MONTREAL – Dollarama says intense retail competition in Canada will prevent the discount chain from quickly boosting prices to compensate for the loonie’s rapid depreciation.
“We’re just not going to pass on this approximately 10 per cent increase in foreign exchange to our customers that quickly,” chairman and CEO Larry Rossy said Wednesday during a conference call about Dollarama’s fourth quarter and 2013 results.
“It will be done diligently and thoughtfully to respect the competitive environment that we’re in,” Rossy told analysts.
The Montreal-based company’s profits grew by 7.6 per cent to $83 million in the fourth quarter, despite one week less business than the prior year.
Instead of an across-the-board price increase, the chain is evaluating each of the thousands of products it sells in its 874 stores across Canada.
Rossy said the competitive environment is tougher and the company’s success has made it a target.
Although it is the largest dollar chain in Canada, offering prices up to $3, Dollarama (TSX:DOL) also faces stiff competition from large U.S. retailers like Wal-Mart and Target that offer low-priced items.
“You have the major retailers giving extremely good values particularly in seasonal merchandise and we have to be on our toes and be very, very competitive, more so than five years ago,” Rossy said.
Chief financial officer Michael Ross said while the currency deterioration isn’t good news, it is manageable.
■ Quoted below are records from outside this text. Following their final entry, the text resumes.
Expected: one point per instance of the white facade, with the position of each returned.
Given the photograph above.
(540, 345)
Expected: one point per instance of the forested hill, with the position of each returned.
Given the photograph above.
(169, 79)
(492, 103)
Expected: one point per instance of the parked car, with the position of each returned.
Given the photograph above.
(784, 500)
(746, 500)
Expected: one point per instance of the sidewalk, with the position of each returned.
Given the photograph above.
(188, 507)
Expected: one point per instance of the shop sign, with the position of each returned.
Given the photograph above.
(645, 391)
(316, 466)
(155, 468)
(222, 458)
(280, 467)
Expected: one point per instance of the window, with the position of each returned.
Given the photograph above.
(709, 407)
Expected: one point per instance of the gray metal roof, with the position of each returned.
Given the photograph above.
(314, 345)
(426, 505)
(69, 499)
Dollarama has currency hedges that provide it at least six months of protection from changes to the Canadian dollar.
He said the company will absorb some of the currency hit by keeping gross margins within a range of 36 to 37 per cent to ensure it offers value, protects sales and even stimulates the top line.
Dollarama shares set a record high Wednesday after the company’s latest quarterly profit beat expectations and it announced a 14-per-cent boost to its quarterly dividend to 16 cents per share starting in May.
The company’s stocks briefly hit an intraday high of $94.25, above the previous record $90.74 set last November, before giving up some of the gains. The stock was still up $6.87, or eight per cent, at $92.65 in early afternoon trading on the TSX.
Dollarama said it earned $1.17 per diluted share for the 13-week period ended Feb. 2. That compared with $1.04 per share or $77.1 million for 14 weeks in the prior year.
Sales for the quarter were $582.2 million, up 3.6 per cent from $561.8 million last year. Sales increased by 9.9 per cent when adjusting for the extra week of business last year that contributed $32.1 million of total sales.
Sixty-one per cent of Dollarama’s sales came from products over $1, up from 56 per cent a year earlier.
Dollarama was expected to earn $1.09 per share of net income or $1.10 per share of adjusted earnings on $575.8 million in revenues during the quarter, according to analysts polled by Thomson Reuters.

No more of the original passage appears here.